Stephen Smith The Boston Globe 01/11/2011 16:47
Boston modifies ambulance for obese patients up to 850 lbs - Boston - Massachusetts - USA - health care - obesity


In a super-sized world, it was perhaps inevitable: Boston’s Emergency Medical Services this month will begin deploying an ambulance equipped with a hydraulic lift to ease transport of the heaviest patients.



The ambulance retrofitting, which cost about $12,000, bears testament to the increase in morbidly obese patients and the wrenched backs and necks sustained by emergency medical technicians and paramedics straining to lift them.
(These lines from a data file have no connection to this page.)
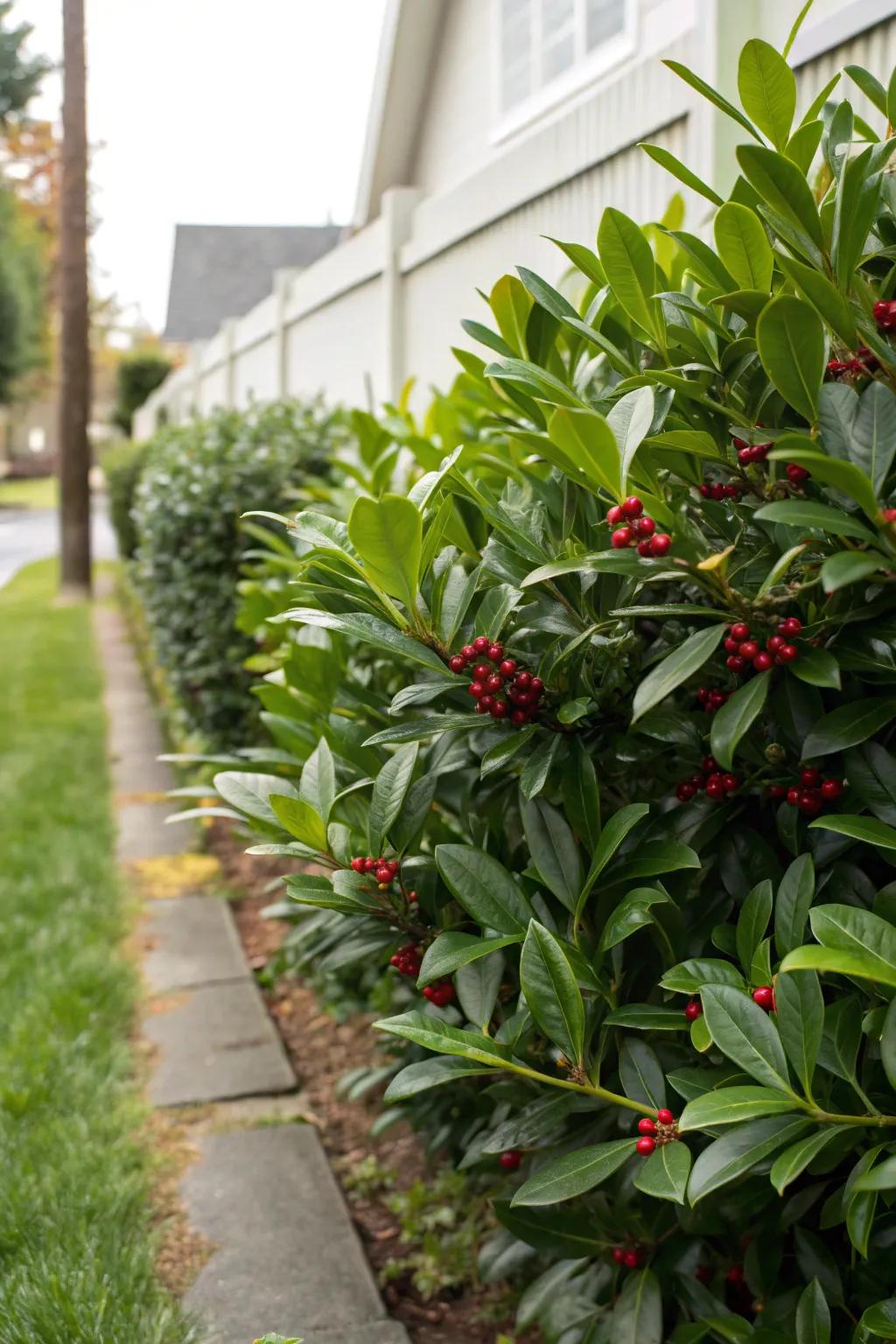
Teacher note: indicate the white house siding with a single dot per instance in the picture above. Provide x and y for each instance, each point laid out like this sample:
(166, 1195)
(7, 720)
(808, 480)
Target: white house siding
(442, 290)
(338, 347)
Most weeks, Boston rescue crews ferry two to four patients weighing at least 450 pounds.

“With a 300-pound patient, it’s not too bad, or even 400 pounds,’’ said Jose A. Archila, a Boston EMS captain. “But to be honest with you, with a 500-, 600-, 700-pound patient — it’s just too much for you.’’

The vehicle, which at first glance doesn’t appear different from the trucks routinely plying the city’s roads, also carries a stretcher capable of shouldering 850 pounds. The stretcher costs $8,000.

The ambulance is the latest piece of medical equipment to be adapted for transporting and treating extremely overweight patients, a population that rose 75 percent nationally from 2000 to 2005. Already in Boston hospitals, the beds are bigger and so are the wheelchairs and, sometimes, even the hallways.